The Federal Board of Revenue (FBR) is set to receive significantly enhanced powers to deny or restrict input tax adjustment under the proposed Finance Bill, 2025. This critical policy shift is designed to curb fraudulent or excessive input tax claims within Pakistan’s sales tax regime, leveraging technology for more efficient enforcement.
Under the current legal framework, specifically sub-section (4) of Section 8B of the Sales Tax Act, 1990, the FBR already possesses the authority to impose restrictions on input tax adjustment for any person or class of persons. However, the Finance Bill, 2025 introduces a pivotal amendment that will empower the FBR to deploy automated, risk-based systems. These systems will determine whether a taxpayer’s input tax adjustment should be allowed, restricted, or denied outright.
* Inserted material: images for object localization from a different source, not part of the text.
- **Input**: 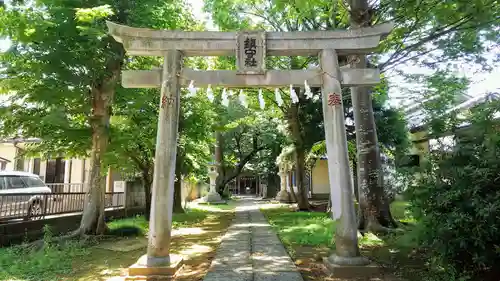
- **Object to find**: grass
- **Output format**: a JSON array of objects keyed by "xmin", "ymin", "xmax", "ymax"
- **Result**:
[
  {"xmin": 261, "ymin": 200, "xmax": 424, "ymax": 281},
  {"xmin": 264, "ymin": 208, "xmax": 335, "ymax": 247},
  {"xmin": 0, "ymin": 208, "xmax": 233, "ymax": 281},
  {"xmin": 262, "ymin": 200, "xmax": 409, "ymax": 249},
  {"xmin": 390, "ymin": 200, "xmax": 415, "ymax": 223},
  {"xmin": 107, "ymin": 208, "xmax": 210, "ymax": 235},
  {"xmin": 0, "ymin": 241, "xmax": 89, "ymax": 281}
]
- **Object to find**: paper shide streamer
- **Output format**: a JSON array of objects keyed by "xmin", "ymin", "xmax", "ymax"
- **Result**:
[
  {"xmin": 289, "ymin": 85, "xmax": 299, "ymax": 103},
  {"xmin": 221, "ymin": 88, "xmax": 229, "ymax": 107},
  {"xmin": 258, "ymin": 89, "xmax": 265, "ymax": 109},
  {"xmin": 206, "ymin": 84, "xmax": 214, "ymax": 102},
  {"xmin": 187, "ymin": 80, "xmax": 197, "ymax": 97},
  {"xmin": 274, "ymin": 88, "xmax": 283, "ymax": 106},
  {"xmin": 304, "ymin": 80, "xmax": 313, "ymax": 99},
  {"xmin": 239, "ymin": 89, "xmax": 248, "ymax": 108},
  {"xmin": 192, "ymin": 81, "xmax": 314, "ymax": 107}
]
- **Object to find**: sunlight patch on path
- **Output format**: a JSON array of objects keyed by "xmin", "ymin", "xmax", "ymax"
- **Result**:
[
  {"xmin": 173, "ymin": 227, "xmax": 206, "ymax": 236},
  {"xmin": 179, "ymin": 244, "xmax": 213, "ymax": 257},
  {"xmin": 95, "ymin": 238, "xmax": 147, "ymax": 252}
]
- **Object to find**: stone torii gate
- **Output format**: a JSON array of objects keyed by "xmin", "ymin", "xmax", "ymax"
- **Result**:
[{"xmin": 107, "ymin": 21, "xmax": 392, "ymax": 278}]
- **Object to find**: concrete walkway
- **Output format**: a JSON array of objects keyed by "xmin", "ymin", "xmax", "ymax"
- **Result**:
[{"xmin": 204, "ymin": 196, "xmax": 304, "ymax": 281}]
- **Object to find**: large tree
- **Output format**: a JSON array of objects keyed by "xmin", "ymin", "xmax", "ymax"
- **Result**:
[
  {"xmin": 205, "ymin": 0, "xmax": 498, "ymax": 221},
  {"xmin": 204, "ymin": 1, "xmax": 329, "ymax": 209},
  {"xmin": 347, "ymin": 0, "xmax": 499, "ymax": 232},
  {"xmin": 0, "ymin": 0, "xmax": 195, "ymax": 234},
  {"xmin": 347, "ymin": 0, "xmax": 393, "ymax": 232},
  {"xmin": 108, "ymin": 82, "xmax": 214, "ymax": 217},
  {"xmin": 211, "ymin": 89, "xmax": 285, "ymax": 197}
]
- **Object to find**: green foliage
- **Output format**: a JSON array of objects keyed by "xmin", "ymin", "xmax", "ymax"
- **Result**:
[
  {"xmin": 108, "ymin": 86, "xmax": 214, "ymax": 181},
  {"xmin": 0, "ymin": 0, "xmax": 196, "ymax": 157},
  {"xmin": 211, "ymin": 87, "xmax": 287, "ymax": 181},
  {"xmin": 378, "ymin": 0, "xmax": 499, "ymax": 71},
  {"xmin": 205, "ymin": 0, "xmax": 411, "ymax": 169},
  {"xmin": 262, "ymin": 201, "xmax": 410, "ymax": 248},
  {"xmin": 0, "ymin": 208, "xmax": 213, "ymax": 281},
  {"xmin": 107, "ymin": 209, "xmax": 209, "ymax": 233},
  {"xmin": 0, "ymin": 237, "xmax": 88, "ymax": 281},
  {"xmin": 408, "ymin": 100, "xmax": 500, "ymax": 280},
  {"xmin": 263, "ymin": 207, "xmax": 336, "ymax": 247},
  {"xmin": 107, "ymin": 215, "xmax": 149, "ymax": 236}
]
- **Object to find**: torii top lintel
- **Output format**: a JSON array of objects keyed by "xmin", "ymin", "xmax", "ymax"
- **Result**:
[{"xmin": 106, "ymin": 21, "xmax": 393, "ymax": 57}]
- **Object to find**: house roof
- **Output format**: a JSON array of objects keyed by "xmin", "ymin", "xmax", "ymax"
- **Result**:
[{"xmin": 407, "ymin": 92, "xmax": 500, "ymax": 133}]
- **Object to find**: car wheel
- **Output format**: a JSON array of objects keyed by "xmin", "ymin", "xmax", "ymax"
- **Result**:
[{"xmin": 28, "ymin": 202, "xmax": 44, "ymax": 220}]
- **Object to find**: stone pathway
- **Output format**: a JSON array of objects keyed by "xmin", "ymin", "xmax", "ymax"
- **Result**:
[{"xmin": 204, "ymin": 196, "xmax": 303, "ymax": 281}]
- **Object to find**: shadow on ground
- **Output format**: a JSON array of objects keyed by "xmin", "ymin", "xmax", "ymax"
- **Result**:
[
  {"xmin": 0, "ymin": 209, "xmax": 235, "ymax": 281},
  {"xmin": 261, "ymin": 202, "xmax": 424, "ymax": 281},
  {"xmin": 75, "ymin": 211, "xmax": 234, "ymax": 281}
]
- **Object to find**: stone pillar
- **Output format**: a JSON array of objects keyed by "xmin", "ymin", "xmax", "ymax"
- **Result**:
[
  {"xmin": 202, "ymin": 163, "xmax": 223, "ymax": 202},
  {"xmin": 209, "ymin": 169, "xmax": 217, "ymax": 193},
  {"xmin": 276, "ymin": 165, "xmax": 291, "ymax": 202},
  {"xmin": 135, "ymin": 50, "xmax": 183, "ymax": 271},
  {"xmin": 262, "ymin": 184, "xmax": 267, "ymax": 198},
  {"xmin": 320, "ymin": 49, "xmax": 368, "ymax": 265}
]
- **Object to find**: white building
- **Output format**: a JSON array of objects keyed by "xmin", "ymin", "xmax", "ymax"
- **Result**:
[{"xmin": 0, "ymin": 138, "xmax": 121, "ymax": 192}]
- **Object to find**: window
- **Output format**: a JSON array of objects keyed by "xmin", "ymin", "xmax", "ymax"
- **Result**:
[
  {"xmin": 4, "ymin": 176, "xmax": 25, "ymax": 189},
  {"xmin": 45, "ymin": 158, "xmax": 65, "ymax": 183},
  {"xmin": 0, "ymin": 175, "xmax": 45, "ymax": 190},
  {"xmin": 33, "ymin": 158, "xmax": 41, "ymax": 175},
  {"xmin": 22, "ymin": 176, "xmax": 46, "ymax": 188}
]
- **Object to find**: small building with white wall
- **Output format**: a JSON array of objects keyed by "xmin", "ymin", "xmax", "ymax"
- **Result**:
[{"xmin": 0, "ymin": 138, "xmax": 120, "ymax": 192}]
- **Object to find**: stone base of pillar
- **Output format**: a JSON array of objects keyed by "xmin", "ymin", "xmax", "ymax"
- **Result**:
[
  {"xmin": 126, "ymin": 254, "xmax": 183, "ymax": 280},
  {"xmin": 200, "ymin": 191, "xmax": 226, "ymax": 204},
  {"xmin": 276, "ymin": 190, "xmax": 294, "ymax": 203},
  {"xmin": 323, "ymin": 255, "xmax": 378, "ymax": 279}
]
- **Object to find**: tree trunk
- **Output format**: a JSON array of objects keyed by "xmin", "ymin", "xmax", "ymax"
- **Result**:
[
  {"xmin": 287, "ymin": 102, "xmax": 310, "ymax": 210},
  {"xmin": 76, "ymin": 39, "xmax": 123, "ymax": 235},
  {"xmin": 215, "ymin": 131, "xmax": 225, "ymax": 194},
  {"xmin": 142, "ymin": 168, "xmax": 152, "ymax": 220},
  {"xmin": 78, "ymin": 88, "xmax": 112, "ymax": 235},
  {"xmin": 173, "ymin": 155, "xmax": 184, "ymax": 213},
  {"xmin": 294, "ymin": 147, "xmax": 309, "ymax": 210},
  {"xmin": 288, "ymin": 171, "xmax": 298, "ymax": 202},
  {"xmin": 348, "ymin": 0, "xmax": 397, "ymax": 232},
  {"xmin": 352, "ymin": 157, "xmax": 359, "ymax": 202},
  {"xmin": 265, "ymin": 173, "xmax": 279, "ymax": 198}
]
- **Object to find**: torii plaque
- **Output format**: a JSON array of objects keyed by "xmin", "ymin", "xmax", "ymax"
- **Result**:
[
  {"xmin": 236, "ymin": 31, "xmax": 266, "ymax": 74},
  {"xmin": 107, "ymin": 21, "xmax": 393, "ymax": 278}
]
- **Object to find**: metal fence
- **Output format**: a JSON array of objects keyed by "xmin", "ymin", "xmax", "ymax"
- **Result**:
[
  {"xmin": 0, "ymin": 192, "xmax": 124, "ymax": 222},
  {"xmin": 46, "ymin": 183, "xmax": 85, "ymax": 193}
]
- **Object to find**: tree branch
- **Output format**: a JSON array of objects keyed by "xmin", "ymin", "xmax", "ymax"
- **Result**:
[
  {"xmin": 125, "ymin": 149, "xmax": 147, "ymax": 171},
  {"xmin": 222, "ymin": 145, "xmax": 266, "ymax": 186},
  {"xmin": 380, "ymin": 13, "xmax": 489, "ymax": 70}
]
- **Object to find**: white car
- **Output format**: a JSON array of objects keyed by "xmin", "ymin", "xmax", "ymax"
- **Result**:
[{"xmin": 0, "ymin": 171, "xmax": 51, "ymax": 221}]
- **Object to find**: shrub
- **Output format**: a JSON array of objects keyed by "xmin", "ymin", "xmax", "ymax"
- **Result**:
[{"xmin": 408, "ymin": 102, "xmax": 500, "ymax": 280}]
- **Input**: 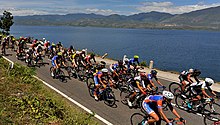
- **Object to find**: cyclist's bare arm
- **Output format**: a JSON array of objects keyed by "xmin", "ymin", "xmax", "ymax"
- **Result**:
[
  {"xmin": 136, "ymin": 81, "xmax": 146, "ymax": 95},
  {"xmin": 158, "ymin": 108, "xmax": 171, "ymax": 123}
]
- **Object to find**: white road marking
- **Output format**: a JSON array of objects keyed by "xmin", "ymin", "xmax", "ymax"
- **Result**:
[{"xmin": 3, "ymin": 56, "xmax": 113, "ymax": 125}]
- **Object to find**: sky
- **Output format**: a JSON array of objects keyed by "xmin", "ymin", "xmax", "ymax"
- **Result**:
[{"xmin": 1, "ymin": 0, "xmax": 220, "ymax": 16}]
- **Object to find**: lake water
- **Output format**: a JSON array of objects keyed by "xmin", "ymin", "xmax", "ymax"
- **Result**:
[{"xmin": 10, "ymin": 25, "xmax": 220, "ymax": 81}]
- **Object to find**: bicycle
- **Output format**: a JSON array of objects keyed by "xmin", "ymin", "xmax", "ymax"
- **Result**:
[
  {"xmin": 169, "ymin": 82, "xmax": 190, "ymax": 96},
  {"xmin": 204, "ymin": 112, "xmax": 220, "ymax": 125},
  {"xmin": 50, "ymin": 66, "xmax": 66, "ymax": 82},
  {"xmin": 175, "ymin": 94, "xmax": 219, "ymax": 115},
  {"xmin": 120, "ymin": 82, "xmax": 166, "ymax": 109},
  {"xmin": 88, "ymin": 82, "xmax": 116, "ymax": 107},
  {"xmin": 130, "ymin": 112, "xmax": 185, "ymax": 125}
]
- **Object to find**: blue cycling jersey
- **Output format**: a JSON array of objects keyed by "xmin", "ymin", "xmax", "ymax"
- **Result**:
[{"xmin": 52, "ymin": 55, "xmax": 58, "ymax": 61}]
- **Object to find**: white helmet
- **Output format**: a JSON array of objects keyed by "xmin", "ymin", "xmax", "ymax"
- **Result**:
[
  {"xmin": 101, "ymin": 68, "xmax": 108, "ymax": 73},
  {"xmin": 163, "ymin": 91, "xmax": 174, "ymax": 100},
  {"xmin": 82, "ymin": 49, "xmax": 87, "ymax": 52},
  {"xmin": 205, "ymin": 78, "xmax": 214, "ymax": 85},
  {"xmin": 76, "ymin": 51, "xmax": 80, "ymax": 54},
  {"xmin": 188, "ymin": 68, "xmax": 194, "ymax": 73}
]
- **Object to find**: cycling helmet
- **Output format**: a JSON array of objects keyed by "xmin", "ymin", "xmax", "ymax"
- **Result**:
[
  {"xmin": 76, "ymin": 51, "xmax": 80, "ymax": 54},
  {"xmin": 205, "ymin": 78, "xmax": 214, "ymax": 86},
  {"xmin": 140, "ymin": 72, "xmax": 146, "ymax": 77},
  {"xmin": 70, "ymin": 45, "xmax": 73, "ymax": 50},
  {"xmin": 101, "ymin": 68, "xmax": 108, "ymax": 73},
  {"xmin": 82, "ymin": 49, "xmax": 86, "ymax": 52},
  {"xmin": 188, "ymin": 68, "xmax": 194, "ymax": 73},
  {"xmin": 100, "ymin": 61, "xmax": 106, "ymax": 66},
  {"xmin": 118, "ymin": 60, "xmax": 123, "ymax": 65},
  {"xmin": 163, "ymin": 91, "xmax": 174, "ymax": 100},
  {"xmin": 151, "ymin": 70, "xmax": 157, "ymax": 75},
  {"xmin": 134, "ymin": 55, "xmax": 139, "ymax": 59},
  {"xmin": 90, "ymin": 53, "xmax": 95, "ymax": 57},
  {"xmin": 193, "ymin": 69, "xmax": 201, "ymax": 76},
  {"xmin": 57, "ymin": 52, "xmax": 62, "ymax": 56}
]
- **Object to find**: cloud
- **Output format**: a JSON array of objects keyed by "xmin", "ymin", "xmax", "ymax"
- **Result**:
[
  {"xmin": 0, "ymin": 8, "xmax": 50, "ymax": 16},
  {"xmin": 85, "ymin": 8, "xmax": 115, "ymax": 15},
  {"xmin": 137, "ymin": 2, "xmax": 220, "ymax": 14}
]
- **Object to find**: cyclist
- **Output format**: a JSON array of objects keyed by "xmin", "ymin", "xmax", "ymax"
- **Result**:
[
  {"xmin": 79, "ymin": 49, "xmax": 87, "ymax": 58},
  {"xmin": 127, "ymin": 72, "xmax": 149, "ymax": 107},
  {"xmin": 146, "ymin": 70, "xmax": 165, "ymax": 90},
  {"xmin": 84, "ymin": 53, "xmax": 96, "ymax": 66},
  {"xmin": 71, "ymin": 51, "xmax": 85, "ymax": 69},
  {"xmin": 127, "ymin": 55, "xmax": 140, "ymax": 70},
  {"xmin": 179, "ymin": 68, "xmax": 201, "ymax": 92},
  {"xmin": 186, "ymin": 77, "xmax": 217, "ymax": 109},
  {"xmin": 96, "ymin": 61, "xmax": 106, "ymax": 72},
  {"xmin": 142, "ymin": 91, "xmax": 186, "ymax": 125},
  {"xmin": 93, "ymin": 68, "xmax": 113, "ymax": 101},
  {"xmin": 51, "ymin": 52, "xmax": 67, "ymax": 78},
  {"xmin": 109, "ymin": 60, "xmax": 127, "ymax": 83}
]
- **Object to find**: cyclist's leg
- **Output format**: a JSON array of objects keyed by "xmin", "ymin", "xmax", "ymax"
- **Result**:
[
  {"xmin": 142, "ymin": 102, "xmax": 159, "ymax": 125},
  {"xmin": 93, "ymin": 76, "xmax": 99, "ymax": 99}
]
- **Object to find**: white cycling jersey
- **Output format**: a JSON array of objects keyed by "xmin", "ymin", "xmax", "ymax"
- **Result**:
[
  {"xmin": 190, "ymin": 81, "xmax": 207, "ymax": 89},
  {"xmin": 134, "ymin": 76, "xmax": 146, "ymax": 89}
]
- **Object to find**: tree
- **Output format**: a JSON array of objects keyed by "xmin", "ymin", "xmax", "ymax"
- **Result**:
[{"xmin": 0, "ymin": 10, "xmax": 14, "ymax": 35}]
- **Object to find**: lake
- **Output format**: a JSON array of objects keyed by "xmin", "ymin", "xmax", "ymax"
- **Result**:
[{"xmin": 10, "ymin": 25, "xmax": 220, "ymax": 81}]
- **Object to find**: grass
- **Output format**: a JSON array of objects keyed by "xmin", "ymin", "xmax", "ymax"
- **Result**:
[{"xmin": 0, "ymin": 58, "xmax": 100, "ymax": 125}]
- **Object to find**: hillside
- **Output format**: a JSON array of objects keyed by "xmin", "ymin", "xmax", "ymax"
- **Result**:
[
  {"xmin": 162, "ymin": 6, "xmax": 220, "ymax": 29},
  {"xmin": 13, "ymin": 6, "xmax": 220, "ymax": 30}
]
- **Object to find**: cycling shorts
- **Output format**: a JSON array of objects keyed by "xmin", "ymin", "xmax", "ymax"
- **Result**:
[
  {"xmin": 142, "ymin": 102, "xmax": 154, "ymax": 114},
  {"xmin": 94, "ymin": 76, "xmax": 100, "ymax": 86},
  {"xmin": 52, "ymin": 61, "xmax": 56, "ymax": 67}
]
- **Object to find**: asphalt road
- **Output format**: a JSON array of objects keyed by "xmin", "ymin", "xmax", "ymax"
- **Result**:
[{"xmin": 3, "ymin": 49, "xmax": 220, "ymax": 125}]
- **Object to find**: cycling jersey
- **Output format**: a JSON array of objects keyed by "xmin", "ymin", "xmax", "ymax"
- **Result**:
[
  {"xmin": 94, "ymin": 72, "xmax": 109, "ymax": 86},
  {"xmin": 94, "ymin": 72, "xmax": 103, "ymax": 85},
  {"xmin": 190, "ymin": 81, "xmax": 211, "ymax": 96},
  {"xmin": 133, "ymin": 76, "xmax": 146, "ymax": 88},
  {"xmin": 84, "ymin": 55, "xmax": 96, "ymax": 64},
  {"xmin": 51, "ymin": 56, "xmax": 61, "ymax": 67},
  {"xmin": 142, "ymin": 95, "xmax": 164, "ymax": 114},
  {"xmin": 179, "ymin": 70, "xmax": 190, "ymax": 82}
]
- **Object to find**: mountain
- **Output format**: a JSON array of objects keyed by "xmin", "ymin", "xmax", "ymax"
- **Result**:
[
  {"xmin": 13, "ymin": 6, "xmax": 220, "ymax": 30},
  {"xmin": 162, "ymin": 6, "xmax": 220, "ymax": 28},
  {"xmin": 127, "ymin": 11, "xmax": 174, "ymax": 22}
]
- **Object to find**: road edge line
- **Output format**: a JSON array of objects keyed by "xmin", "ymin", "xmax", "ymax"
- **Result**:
[{"xmin": 2, "ymin": 56, "xmax": 113, "ymax": 125}]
Strengthening Enforcement and Reducing Human Intervention
This proposed amendment is poised to significantly strengthen the FBR’s capacity to identify and manage high-risk input tax claims. By doing so, the tax authority aims to ensure greater compliance and minimize instances of fraud. The strategic shift towards leveraging technology is intended to streamline tax enforcement processes, thereby reducing reliance on manual intervention, which has often been a source of delays and inefficiencies in tax administration.
Right to Appeal and Procedural Gap
According to the provisions outlined in the Finance Bill, if a taxpayer’s input tax adjustment is deferred or limited by the automated system, the affected party will retain the right to contest the decision. Taxpayers may file an application, along with all necessary supporting documents, to the Commissioner Inland Revenue. The Commissioner is then mandated to make a decision on the matter within 30 days of receiving the application.
However, a notable procedural gap has been identified in the proposed legislation: it does not specify a time limit within which the taxpayer must submit their application to challenge the FBR’s action. This lack of clarity could potentially lead to administrative ambiguities and future legal challenges, a point that tax professionals have already highlighted.
Focus on Input Tax Adjustment and Future Outlook
The term “input tax adjustment” lies at the core of this legislative development, as the FBR intensifies its oversight over such claims. While some tax professionals have voiced concerns about the potential for misuse or overreach of these new powers, the FBR maintains that this reform is indispensable for ensuring that only genuine input tax claims are honored across the board.
The introduction of these risk-based input tax controls underscores the FBR’s ongoing efforts to digitize tax enforcement mechanisms and curtail revenue leakages. This move further reinforces the FBR’s evolving strategic role in Pakistan’s broader fiscal policy framework, signaling a commitment to a more technology-driven and data-led approach to tax administration.